Google ha eliminato il nome cinese dalle isole dell’Oceano Pacifico contese con le Filippine. Complici definizioni storiche imprecise, interessi geopolitici e abbondanza di risorse naturali, parti di quel mare sono rivendicate da Taiwan, Vietnam, Filippine, Malesia e Brunei. Oltre alla Cina che lo rivendica nella sua interezza.

Nello specifico, qui siamo a 220 chilometri dall’isola principale delle Filippine, 650 chilometri a sud dal punto più meridionale della Repubblica popolare, ma la Cina controlla le isole che chiama Zhongsha dal 2012. Un’occupazione a cui le Filippine si oppongono con forza.

Il 14 luglio, Google ha deciso di chiamare questo “ricco territorio di pesca” con il suo nome internazionale: Scarborough Shoal. In precedenza, sulle sue mappe appariva come parte dell’arcipelago Zhongsha. Ma le Filippine, che hanno presentato il caso al tribunale dell’Aja, non erano affatto contente. Per oltre 13mila pescatori, infatti, quel pezzo di mare è questione di vita o di morte. Si tratta infatti dell’80 per cento della Zona economica esclusiva delle Filippine stabilita entro le 200 miglia dalla costa. Se la giurisdizione venisse ceduta alla Cina, ha sostenuto Manila di fronte al tribunale internazionale, le Filippine perderebbero l’80% del loro pesce. Una risorsa fondamentale per l’economia del paese.

Dal canto suo, la Cina obietta che l’Aja non ha la giurisdizione sul caso. Sono ormai un paio d’anni che i militari di Pechino sono impegnati in continui monitoraggi e studi sulla qualità dell’acqua nel Mar cinese meridionale e, per far fronte a quelle che definiscono navi peschereccio abusive, è da poco entrata in vigore una direttiva che prevede la chiusura dell’area alla pesca per due mesi e mezzo. Nell’area delle Zhongsha, la Cina sta cementificando isole, atolli e perfino secche. Gli analisti l’hanno già ribattezzata “la grande muraglia di sabbia”. Immagini satellitari diffuse dal Pentagono, mostrano come qui la presenza cinese sia quadruplicata in soli sei mesi. A gennaio si trattava di qualche avamposto di cemento su sette atolli, oggi le sue costruzioni si estendono su 800 ettari di barriera corallina.

Così Google ha preso posizione prima ancora che la disputa fosse sciolta nelle sede competenti. “Abbiamo aggiornato Google Maps per risolvere il problema”, si legge nel comunicato ufficiale. “Capiamo come i nomi geografici possano provocare forti emozioni.
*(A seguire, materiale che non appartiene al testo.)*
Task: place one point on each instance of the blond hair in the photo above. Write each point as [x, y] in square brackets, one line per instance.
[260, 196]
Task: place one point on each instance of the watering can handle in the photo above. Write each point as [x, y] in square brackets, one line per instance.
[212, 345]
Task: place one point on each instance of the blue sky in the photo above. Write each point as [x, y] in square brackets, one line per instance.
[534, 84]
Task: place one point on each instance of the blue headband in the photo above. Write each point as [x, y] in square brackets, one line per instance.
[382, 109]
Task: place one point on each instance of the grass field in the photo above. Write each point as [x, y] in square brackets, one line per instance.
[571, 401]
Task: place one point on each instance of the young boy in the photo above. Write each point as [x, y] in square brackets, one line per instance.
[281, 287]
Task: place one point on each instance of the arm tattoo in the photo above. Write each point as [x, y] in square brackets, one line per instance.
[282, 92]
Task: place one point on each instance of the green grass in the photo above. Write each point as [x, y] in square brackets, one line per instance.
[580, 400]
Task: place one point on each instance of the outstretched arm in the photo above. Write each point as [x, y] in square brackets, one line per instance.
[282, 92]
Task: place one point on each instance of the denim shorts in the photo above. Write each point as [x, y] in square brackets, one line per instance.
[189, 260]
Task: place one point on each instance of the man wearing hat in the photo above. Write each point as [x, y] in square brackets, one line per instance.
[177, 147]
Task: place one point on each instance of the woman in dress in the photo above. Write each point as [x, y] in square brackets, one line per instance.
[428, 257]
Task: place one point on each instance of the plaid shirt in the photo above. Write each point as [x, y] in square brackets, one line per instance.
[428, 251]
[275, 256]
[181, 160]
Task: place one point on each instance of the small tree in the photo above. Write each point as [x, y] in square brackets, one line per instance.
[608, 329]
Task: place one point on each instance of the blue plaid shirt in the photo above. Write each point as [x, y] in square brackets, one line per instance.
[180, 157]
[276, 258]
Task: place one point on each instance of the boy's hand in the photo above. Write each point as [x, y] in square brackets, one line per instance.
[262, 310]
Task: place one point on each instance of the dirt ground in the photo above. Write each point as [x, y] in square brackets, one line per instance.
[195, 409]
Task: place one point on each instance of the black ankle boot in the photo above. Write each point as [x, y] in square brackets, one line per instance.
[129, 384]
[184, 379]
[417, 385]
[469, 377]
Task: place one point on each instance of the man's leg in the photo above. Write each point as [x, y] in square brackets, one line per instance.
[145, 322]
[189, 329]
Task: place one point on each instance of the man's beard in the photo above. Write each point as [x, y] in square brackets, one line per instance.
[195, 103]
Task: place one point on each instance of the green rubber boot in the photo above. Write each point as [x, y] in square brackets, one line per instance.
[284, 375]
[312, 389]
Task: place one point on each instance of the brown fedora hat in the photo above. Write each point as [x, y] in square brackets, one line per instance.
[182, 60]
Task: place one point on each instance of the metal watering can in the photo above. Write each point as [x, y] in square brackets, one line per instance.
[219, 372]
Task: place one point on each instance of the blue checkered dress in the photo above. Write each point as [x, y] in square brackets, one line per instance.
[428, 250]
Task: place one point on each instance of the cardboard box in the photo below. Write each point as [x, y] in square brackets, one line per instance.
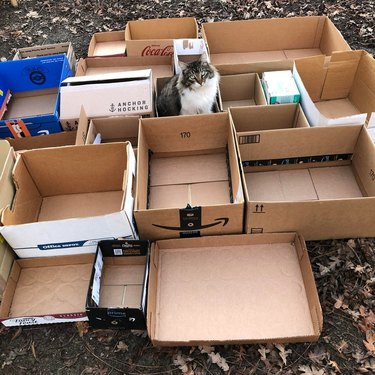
[339, 92]
[241, 90]
[318, 181]
[231, 290]
[118, 287]
[82, 194]
[242, 46]
[34, 87]
[111, 94]
[188, 179]
[47, 290]
[154, 37]
[109, 43]
[264, 117]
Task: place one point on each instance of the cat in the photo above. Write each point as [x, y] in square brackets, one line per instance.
[191, 92]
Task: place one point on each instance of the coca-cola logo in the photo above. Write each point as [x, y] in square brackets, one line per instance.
[157, 50]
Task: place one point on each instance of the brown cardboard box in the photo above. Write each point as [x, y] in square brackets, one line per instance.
[341, 91]
[318, 181]
[265, 117]
[109, 43]
[188, 179]
[47, 290]
[241, 90]
[232, 289]
[240, 46]
[154, 37]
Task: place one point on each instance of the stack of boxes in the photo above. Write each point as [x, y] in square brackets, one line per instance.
[209, 221]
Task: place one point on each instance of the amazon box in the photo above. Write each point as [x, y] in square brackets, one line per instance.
[318, 181]
[154, 37]
[188, 178]
[47, 290]
[341, 91]
[82, 194]
[118, 287]
[232, 290]
[245, 45]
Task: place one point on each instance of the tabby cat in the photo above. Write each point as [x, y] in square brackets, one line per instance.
[193, 91]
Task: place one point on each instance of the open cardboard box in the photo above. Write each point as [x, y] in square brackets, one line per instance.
[47, 290]
[232, 289]
[188, 181]
[241, 90]
[109, 43]
[34, 84]
[245, 42]
[154, 37]
[110, 94]
[80, 195]
[118, 287]
[340, 91]
[265, 117]
[318, 181]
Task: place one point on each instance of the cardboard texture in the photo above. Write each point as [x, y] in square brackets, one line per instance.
[264, 117]
[241, 90]
[154, 37]
[232, 289]
[247, 43]
[110, 43]
[89, 199]
[317, 181]
[339, 92]
[118, 287]
[34, 87]
[47, 290]
[188, 179]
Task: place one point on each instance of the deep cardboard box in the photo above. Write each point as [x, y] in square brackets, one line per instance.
[117, 294]
[232, 289]
[47, 290]
[339, 92]
[188, 181]
[68, 198]
[318, 181]
[240, 46]
[154, 37]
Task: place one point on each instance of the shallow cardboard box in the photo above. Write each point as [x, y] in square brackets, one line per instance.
[110, 94]
[241, 90]
[109, 43]
[47, 290]
[49, 50]
[82, 194]
[118, 286]
[188, 180]
[276, 39]
[318, 181]
[34, 85]
[232, 289]
[154, 37]
[339, 92]
[265, 117]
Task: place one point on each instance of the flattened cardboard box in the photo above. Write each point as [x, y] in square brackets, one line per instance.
[82, 194]
[154, 37]
[241, 46]
[188, 181]
[339, 92]
[318, 181]
[118, 286]
[47, 290]
[232, 289]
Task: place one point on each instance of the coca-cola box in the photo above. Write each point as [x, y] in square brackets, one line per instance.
[155, 37]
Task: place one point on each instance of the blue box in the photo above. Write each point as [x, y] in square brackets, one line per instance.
[33, 84]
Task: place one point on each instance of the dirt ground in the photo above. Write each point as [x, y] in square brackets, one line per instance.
[343, 269]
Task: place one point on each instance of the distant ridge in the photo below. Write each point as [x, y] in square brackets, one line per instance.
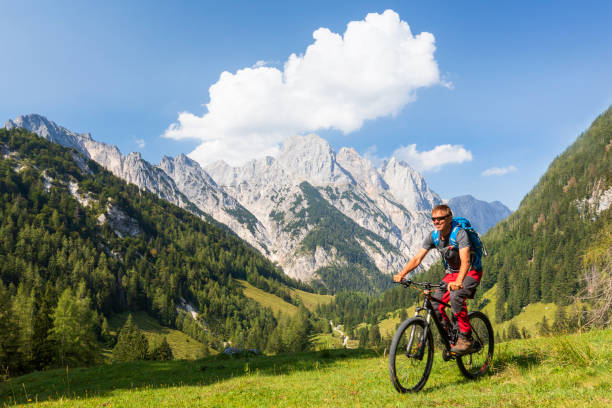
[268, 203]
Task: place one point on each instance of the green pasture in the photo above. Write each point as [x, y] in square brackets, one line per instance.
[563, 371]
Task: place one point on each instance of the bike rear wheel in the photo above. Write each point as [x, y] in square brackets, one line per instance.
[411, 355]
[477, 363]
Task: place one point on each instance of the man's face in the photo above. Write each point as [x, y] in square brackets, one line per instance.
[441, 219]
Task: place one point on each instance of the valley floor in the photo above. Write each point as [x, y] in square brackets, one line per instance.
[573, 370]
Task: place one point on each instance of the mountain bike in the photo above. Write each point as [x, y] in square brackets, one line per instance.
[412, 348]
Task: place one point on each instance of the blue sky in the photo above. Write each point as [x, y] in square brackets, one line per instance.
[518, 81]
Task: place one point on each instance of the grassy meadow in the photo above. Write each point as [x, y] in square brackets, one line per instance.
[183, 346]
[574, 370]
[278, 304]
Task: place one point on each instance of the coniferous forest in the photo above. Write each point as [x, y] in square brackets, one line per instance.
[546, 251]
[67, 266]
[78, 245]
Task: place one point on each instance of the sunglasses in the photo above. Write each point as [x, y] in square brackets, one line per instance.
[434, 219]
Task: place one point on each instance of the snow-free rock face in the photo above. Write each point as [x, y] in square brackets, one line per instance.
[482, 215]
[308, 209]
[312, 159]
[408, 186]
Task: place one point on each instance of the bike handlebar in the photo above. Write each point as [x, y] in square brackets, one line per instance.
[427, 285]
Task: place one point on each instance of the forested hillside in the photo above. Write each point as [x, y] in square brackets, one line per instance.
[78, 245]
[538, 252]
[543, 252]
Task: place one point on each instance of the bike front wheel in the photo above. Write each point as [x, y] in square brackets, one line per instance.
[411, 355]
[477, 363]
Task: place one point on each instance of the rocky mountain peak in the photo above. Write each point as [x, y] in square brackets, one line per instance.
[312, 159]
[408, 185]
[49, 130]
[362, 170]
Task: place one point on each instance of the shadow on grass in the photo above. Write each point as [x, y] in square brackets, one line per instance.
[524, 360]
[102, 380]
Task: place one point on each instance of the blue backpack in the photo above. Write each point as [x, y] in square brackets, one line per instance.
[477, 248]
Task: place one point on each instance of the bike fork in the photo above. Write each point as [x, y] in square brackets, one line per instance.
[414, 337]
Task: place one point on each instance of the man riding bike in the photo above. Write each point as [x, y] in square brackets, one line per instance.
[461, 278]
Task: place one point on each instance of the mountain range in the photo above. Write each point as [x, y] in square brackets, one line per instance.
[332, 219]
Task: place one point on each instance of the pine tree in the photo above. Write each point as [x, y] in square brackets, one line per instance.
[131, 345]
[44, 348]
[513, 331]
[10, 357]
[162, 352]
[73, 330]
[544, 327]
[560, 324]
[363, 337]
[23, 312]
[374, 337]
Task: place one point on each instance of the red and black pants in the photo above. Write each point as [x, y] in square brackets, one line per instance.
[457, 298]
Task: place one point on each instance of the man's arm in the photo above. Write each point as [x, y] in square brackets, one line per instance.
[413, 263]
[464, 255]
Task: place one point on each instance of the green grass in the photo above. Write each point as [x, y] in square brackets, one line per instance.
[266, 299]
[529, 318]
[311, 300]
[562, 371]
[277, 304]
[183, 346]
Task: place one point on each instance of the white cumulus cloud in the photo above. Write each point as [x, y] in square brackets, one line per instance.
[498, 171]
[434, 159]
[340, 81]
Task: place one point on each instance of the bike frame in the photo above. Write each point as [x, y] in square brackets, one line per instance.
[429, 308]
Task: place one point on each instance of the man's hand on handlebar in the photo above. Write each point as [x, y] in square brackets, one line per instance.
[456, 285]
[398, 278]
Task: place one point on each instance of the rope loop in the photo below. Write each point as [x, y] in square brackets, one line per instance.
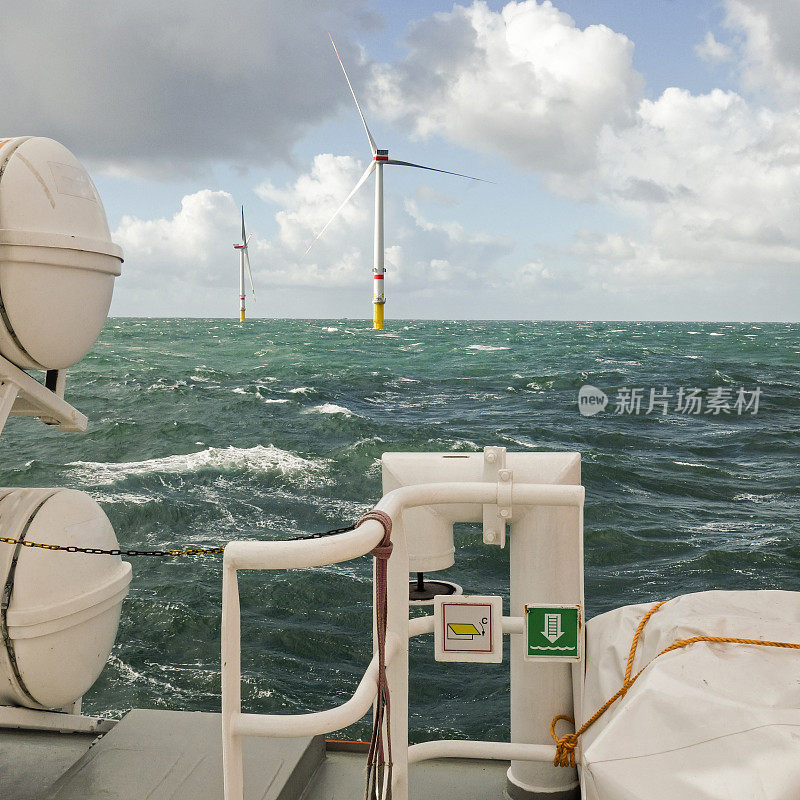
[565, 745]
Per questo, siamo stati così veloci a lavorarci sopra, una volta che hanno portato il problema alla nostra attenzione”. Gli internauti che hanno portato la questione all’attenzione di Google sono riusciti a raccogliere circa duemila firme in una settimana con una petizione sul sito Change.org. Nel frattempo, i funzionari governativi hanno presentato la documentazione che, secondo loro, è necessaria perché il tribunale dell’Aja possa assumersi la giurisdizione sul caso.

Google Maps non è nuova a queste decisioni sulle zone di confine. Per ora, nella maggior parte dei casi, ha cercato di non schierarsi. Un esempio nell’area è quello dell’Arunachal Pradesh, uno stato all’estremo nord-est dell’India, anch’esso conteso con la Cina. Sulla versione indiana del sito, Google.co.in, la si vede rispettare i reali confini politici dell’area. Usando, invece, la l’edizione cinese, Google.cn, i confini rappresentati dalla linea continua nera cambiano e includono la regione Arunachal Pradesh nel territorio della Repubblica popolare.